We are told that a pathological state is explained by some normal regulatory process - like Pavlovian conditioning or predictive coding. Yet these processes lead to normality. So there has to be a second half to the theory that says why normality does not apply.
'How do we in in in an effective and appropriate way engage people in this idea that they can try this approach which seems entirely counterintuitive to their experiences, to what they are hearing online, to all of the information in their environment?'
I think that's possible by hyperventilating.I'd like to see a proponent of this idea stand in front of me and make him/herself faint
Without hyperventilating. Just thinking. Since the mind is so all-powerful...I think that's possible by hyperventilating.

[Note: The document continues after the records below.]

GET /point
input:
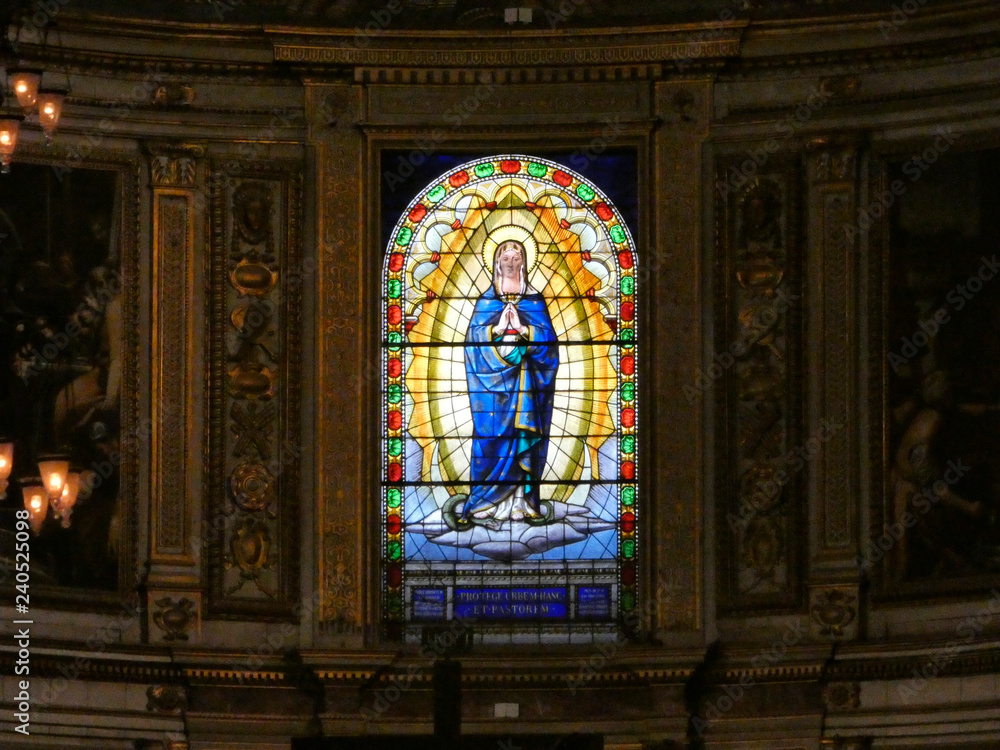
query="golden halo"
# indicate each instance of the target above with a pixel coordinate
(510, 232)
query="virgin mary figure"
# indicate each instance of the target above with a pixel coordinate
(511, 358)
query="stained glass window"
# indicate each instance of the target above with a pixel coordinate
(510, 478)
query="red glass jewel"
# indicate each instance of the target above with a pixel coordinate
(418, 212)
(395, 419)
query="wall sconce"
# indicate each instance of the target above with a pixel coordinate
(50, 103)
(25, 83)
(6, 464)
(62, 506)
(54, 470)
(36, 502)
(10, 123)
(57, 487)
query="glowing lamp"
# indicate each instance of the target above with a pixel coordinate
(24, 82)
(54, 470)
(62, 506)
(36, 502)
(50, 103)
(9, 125)
(6, 464)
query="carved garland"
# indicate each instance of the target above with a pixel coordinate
(254, 441)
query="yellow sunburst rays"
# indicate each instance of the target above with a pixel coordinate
(441, 419)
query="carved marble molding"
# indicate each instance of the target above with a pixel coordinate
(172, 383)
(674, 509)
(495, 50)
(176, 619)
(834, 612)
(174, 164)
(754, 378)
(342, 386)
(832, 269)
(256, 273)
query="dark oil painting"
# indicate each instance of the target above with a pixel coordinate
(943, 371)
(61, 359)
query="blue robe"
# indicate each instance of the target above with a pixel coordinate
(511, 400)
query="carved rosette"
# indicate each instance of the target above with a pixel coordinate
(254, 444)
(755, 368)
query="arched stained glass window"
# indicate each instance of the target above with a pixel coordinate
(509, 406)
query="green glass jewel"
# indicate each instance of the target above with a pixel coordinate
(537, 170)
(628, 496)
(403, 236)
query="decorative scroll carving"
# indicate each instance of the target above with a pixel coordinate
(758, 362)
(175, 617)
(254, 449)
(341, 355)
(833, 170)
(833, 612)
(842, 695)
(174, 165)
(166, 699)
(174, 247)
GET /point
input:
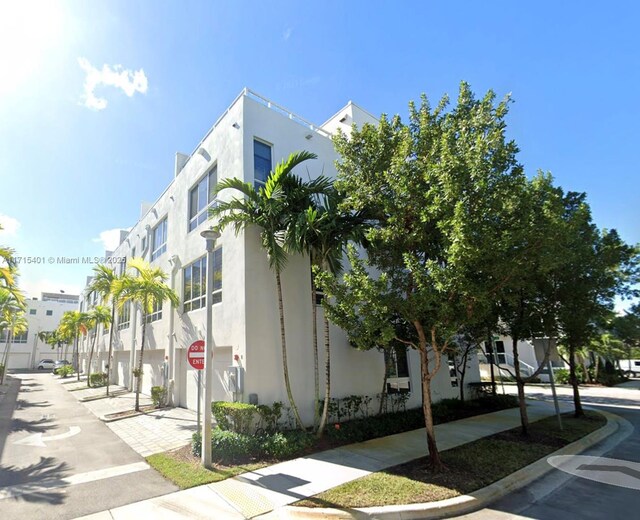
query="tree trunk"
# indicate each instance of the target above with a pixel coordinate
(93, 346)
(327, 374)
(316, 369)
(434, 456)
(113, 323)
(283, 341)
(524, 418)
(573, 379)
(139, 379)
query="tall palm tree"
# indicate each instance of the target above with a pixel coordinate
(72, 324)
(270, 209)
(99, 315)
(104, 285)
(148, 289)
(322, 231)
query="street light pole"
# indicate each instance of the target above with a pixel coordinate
(210, 236)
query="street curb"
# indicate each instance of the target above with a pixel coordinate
(465, 503)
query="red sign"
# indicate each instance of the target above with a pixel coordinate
(195, 354)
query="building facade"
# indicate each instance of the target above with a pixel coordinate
(246, 142)
(43, 315)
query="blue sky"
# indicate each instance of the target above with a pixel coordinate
(69, 172)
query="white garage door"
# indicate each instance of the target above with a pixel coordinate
(188, 378)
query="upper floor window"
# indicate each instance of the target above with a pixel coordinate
(201, 197)
(159, 239)
(124, 316)
(261, 163)
(195, 282)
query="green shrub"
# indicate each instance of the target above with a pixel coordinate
(158, 396)
(65, 371)
(98, 379)
(235, 417)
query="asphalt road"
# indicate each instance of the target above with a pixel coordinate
(563, 496)
(58, 461)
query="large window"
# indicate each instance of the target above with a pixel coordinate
(159, 239)
(261, 163)
(201, 198)
(124, 316)
(398, 366)
(156, 313)
(195, 282)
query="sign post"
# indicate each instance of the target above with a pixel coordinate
(195, 357)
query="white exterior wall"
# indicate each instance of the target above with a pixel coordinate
(246, 326)
(28, 355)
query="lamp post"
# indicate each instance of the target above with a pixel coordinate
(210, 236)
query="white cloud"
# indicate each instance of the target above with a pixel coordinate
(9, 225)
(128, 81)
(110, 239)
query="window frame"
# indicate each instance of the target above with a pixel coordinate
(258, 183)
(158, 250)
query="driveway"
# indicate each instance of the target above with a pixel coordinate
(58, 461)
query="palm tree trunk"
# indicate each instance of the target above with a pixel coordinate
(327, 374)
(93, 346)
(113, 323)
(283, 341)
(316, 369)
(139, 380)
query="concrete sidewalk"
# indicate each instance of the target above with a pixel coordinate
(148, 433)
(266, 490)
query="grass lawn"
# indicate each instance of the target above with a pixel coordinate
(468, 467)
(185, 470)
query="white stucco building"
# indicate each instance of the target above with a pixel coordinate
(43, 315)
(246, 142)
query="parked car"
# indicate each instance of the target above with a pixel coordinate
(46, 364)
(59, 364)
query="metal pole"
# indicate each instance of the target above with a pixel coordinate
(553, 391)
(210, 236)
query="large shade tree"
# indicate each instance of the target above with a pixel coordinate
(440, 190)
(145, 286)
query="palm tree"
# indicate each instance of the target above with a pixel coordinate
(72, 324)
(99, 315)
(13, 321)
(322, 231)
(104, 284)
(148, 289)
(270, 208)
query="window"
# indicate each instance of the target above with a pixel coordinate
(398, 366)
(159, 239)
(201, 198)
(261, 163)
(124, 316)
(195, 282)
(18, 338)
(156, 313)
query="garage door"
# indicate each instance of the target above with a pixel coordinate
(188, 378)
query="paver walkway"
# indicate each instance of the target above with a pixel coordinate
(265, 490)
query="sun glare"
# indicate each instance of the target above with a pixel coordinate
(28, 30)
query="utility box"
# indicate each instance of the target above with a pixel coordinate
(235, 379)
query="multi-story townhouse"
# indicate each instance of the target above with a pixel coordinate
(245, 142)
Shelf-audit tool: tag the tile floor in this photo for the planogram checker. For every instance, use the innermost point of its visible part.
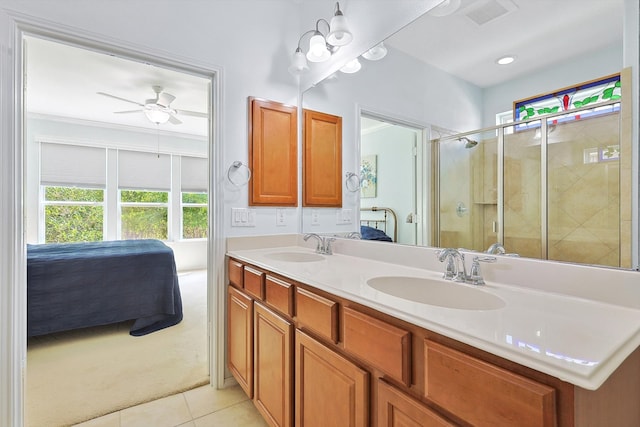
(201, 407)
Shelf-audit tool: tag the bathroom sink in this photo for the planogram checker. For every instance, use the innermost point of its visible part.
(440, 293)
(294, 256)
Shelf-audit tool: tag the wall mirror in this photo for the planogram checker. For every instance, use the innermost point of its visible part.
(459, 89)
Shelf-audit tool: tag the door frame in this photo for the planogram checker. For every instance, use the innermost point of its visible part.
(423, 159)
(13, 249)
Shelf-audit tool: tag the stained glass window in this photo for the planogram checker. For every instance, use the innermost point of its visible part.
(567, 99)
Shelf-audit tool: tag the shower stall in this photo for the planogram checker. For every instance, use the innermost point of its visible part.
(555, 188)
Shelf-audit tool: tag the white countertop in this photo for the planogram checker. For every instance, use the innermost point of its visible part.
(575, 339)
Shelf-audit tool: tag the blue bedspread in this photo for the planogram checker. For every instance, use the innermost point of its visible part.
(77, 285)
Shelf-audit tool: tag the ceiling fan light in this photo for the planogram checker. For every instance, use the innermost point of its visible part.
(157, 116)
(376, 53)
(339, 34)
(298, 63)
(352, 66)
(318, 51)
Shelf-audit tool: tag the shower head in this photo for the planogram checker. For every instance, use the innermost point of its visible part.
(468, 143)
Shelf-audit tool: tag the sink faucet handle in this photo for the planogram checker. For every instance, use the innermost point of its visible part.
(319, 245)
(475, 275)
(327, 250)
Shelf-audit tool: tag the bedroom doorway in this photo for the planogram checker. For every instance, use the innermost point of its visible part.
(392, 178)
(86, 101)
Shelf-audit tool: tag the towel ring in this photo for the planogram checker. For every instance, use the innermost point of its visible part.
(235, 169)
(352, 182)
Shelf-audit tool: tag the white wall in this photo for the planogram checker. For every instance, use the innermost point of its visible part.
(394, 147)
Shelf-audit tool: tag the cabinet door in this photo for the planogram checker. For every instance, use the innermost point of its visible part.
(396, 409)
(273, 153)
(322, 167)
(330, 390)
(483, 394)
(240, 338)
(273, 362)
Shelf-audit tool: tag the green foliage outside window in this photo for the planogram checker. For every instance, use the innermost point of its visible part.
(73, 223)
(144, 222)
(194, 218)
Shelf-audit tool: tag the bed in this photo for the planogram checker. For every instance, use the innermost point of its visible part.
(378, 223)
(78, 285)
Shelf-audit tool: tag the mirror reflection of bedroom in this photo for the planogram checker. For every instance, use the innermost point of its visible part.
(115, 193)
(390, 159)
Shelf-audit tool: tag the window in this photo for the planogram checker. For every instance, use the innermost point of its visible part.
(73, 214)
(194, 215)
(144, 214)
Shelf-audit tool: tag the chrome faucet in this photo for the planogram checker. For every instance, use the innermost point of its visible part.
(324, 243)
(497, 249)
(456, 269)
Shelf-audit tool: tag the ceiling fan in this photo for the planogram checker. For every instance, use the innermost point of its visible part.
(158, 109)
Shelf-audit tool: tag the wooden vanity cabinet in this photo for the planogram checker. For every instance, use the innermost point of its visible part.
(273, 366)
(398, 409)
(355, 366)
(273, 153)
(330, 389)
(240, 338)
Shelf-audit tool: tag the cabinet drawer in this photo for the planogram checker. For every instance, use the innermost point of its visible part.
(317, 313)
(254, 282)
(235, 273)
(396, 409)
(484, 394)
(279, 294)
(384, 346)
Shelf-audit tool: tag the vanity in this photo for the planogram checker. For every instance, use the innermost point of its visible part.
(372, 335)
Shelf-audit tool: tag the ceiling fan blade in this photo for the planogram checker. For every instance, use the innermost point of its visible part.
(121, 99)
(192, 113)
(127, 112)
(165, 99)
(174, 120)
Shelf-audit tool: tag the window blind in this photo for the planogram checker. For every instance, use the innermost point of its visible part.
(194, 172)
(144, 171)
(75, 165)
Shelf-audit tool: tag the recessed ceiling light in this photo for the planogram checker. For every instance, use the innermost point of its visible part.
(505, 60)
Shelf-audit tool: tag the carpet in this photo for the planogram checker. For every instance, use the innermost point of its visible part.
(78, 375)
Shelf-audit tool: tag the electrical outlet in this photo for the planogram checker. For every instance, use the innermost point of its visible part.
(243, 217)
(315, 217)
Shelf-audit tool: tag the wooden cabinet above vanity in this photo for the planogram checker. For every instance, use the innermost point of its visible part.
(273, 153)
(339, 359)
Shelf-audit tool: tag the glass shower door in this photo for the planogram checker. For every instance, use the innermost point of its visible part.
(584, 190)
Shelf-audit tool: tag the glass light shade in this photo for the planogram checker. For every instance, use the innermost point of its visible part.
(157, 116)
(352, 66)
(377, 52)
(339, 34)
(318, 51)
(298, 63)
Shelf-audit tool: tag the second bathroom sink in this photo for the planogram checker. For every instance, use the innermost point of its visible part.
(440, 293)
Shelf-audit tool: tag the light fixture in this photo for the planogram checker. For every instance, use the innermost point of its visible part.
(298, 63)
(351, 67)
(321, 47)
(445, 8)
(339, 34)
(318, 51)
(377, 52)
(156, 115)
(505, 60)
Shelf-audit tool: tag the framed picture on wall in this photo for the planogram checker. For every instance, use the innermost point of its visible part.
(369, 176)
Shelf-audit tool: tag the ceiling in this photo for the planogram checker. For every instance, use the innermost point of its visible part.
(467, 40)
(63, 80)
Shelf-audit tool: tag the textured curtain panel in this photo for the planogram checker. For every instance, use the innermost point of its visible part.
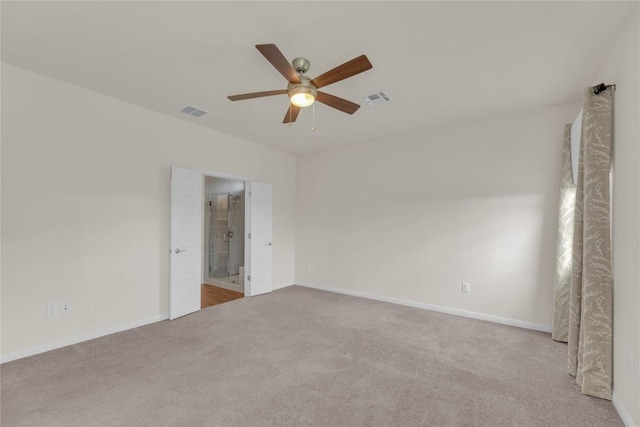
(564, 244)
(586, 298)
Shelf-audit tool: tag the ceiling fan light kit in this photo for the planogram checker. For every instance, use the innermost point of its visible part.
(303, 91)
(302, 94)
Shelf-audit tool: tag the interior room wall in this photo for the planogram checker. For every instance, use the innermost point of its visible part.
(622, 68)
(85, 207)
(414, 217)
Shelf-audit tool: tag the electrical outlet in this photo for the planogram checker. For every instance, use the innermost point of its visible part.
(466, 287)
(53, 308)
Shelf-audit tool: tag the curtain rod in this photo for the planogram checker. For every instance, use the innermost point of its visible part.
(602, 87)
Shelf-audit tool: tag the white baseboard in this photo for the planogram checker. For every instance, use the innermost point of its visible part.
(433, 307)
(80, 338)
(622, 411)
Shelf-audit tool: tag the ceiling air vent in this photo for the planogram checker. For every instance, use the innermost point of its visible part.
(193, 111)
(377, 98)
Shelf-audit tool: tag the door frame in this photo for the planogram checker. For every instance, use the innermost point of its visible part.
(247, 222)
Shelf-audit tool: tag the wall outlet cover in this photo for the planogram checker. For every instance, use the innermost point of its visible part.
(53, 308)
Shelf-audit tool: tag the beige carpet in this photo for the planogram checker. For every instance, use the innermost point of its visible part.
(300, 357)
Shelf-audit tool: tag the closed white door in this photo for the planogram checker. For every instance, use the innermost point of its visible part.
(260, 259)
(185, 241)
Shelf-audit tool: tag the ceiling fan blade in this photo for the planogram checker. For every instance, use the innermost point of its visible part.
(292, 114)
(256, 94)
(337, 103)
(277, 59)
(341, 72)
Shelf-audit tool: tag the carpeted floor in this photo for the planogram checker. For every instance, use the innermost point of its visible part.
(298, 357)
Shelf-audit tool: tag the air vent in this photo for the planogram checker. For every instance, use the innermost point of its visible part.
(193, 111)
(377, 98)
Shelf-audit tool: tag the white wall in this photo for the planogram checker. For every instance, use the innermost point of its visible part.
(85, 198)
(622, 68)
(414, 217)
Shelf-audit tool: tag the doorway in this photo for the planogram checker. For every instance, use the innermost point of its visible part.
(191, 254)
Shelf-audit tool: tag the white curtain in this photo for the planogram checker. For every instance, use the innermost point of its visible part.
(583, 295)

Yep and it is always underlined that with conditioning the immediacy is the most important thing (followed by strength which isn't nearly as important) otherwise.. it just doesn't work at all.I suspect the behaviour of the BPS advocates seeing psychological/psychogenic explanations everywhere is closer to simple Classical Conditioning than the PEM experience of people with ME or Long Covid. Have these people ever communicated with people experiencing PEM?
Do they have any understanding of Classical Conditioning? Pavlov’s dogs salivated immediately not twenty fours later, their salivation did not continue for days or weeks when no food appeared, salivation was a normal modality specific food related response and the bell failed to trigger other unrelated autonomic responses. Please go away and study psychology 101 and actually ask patients about their experience.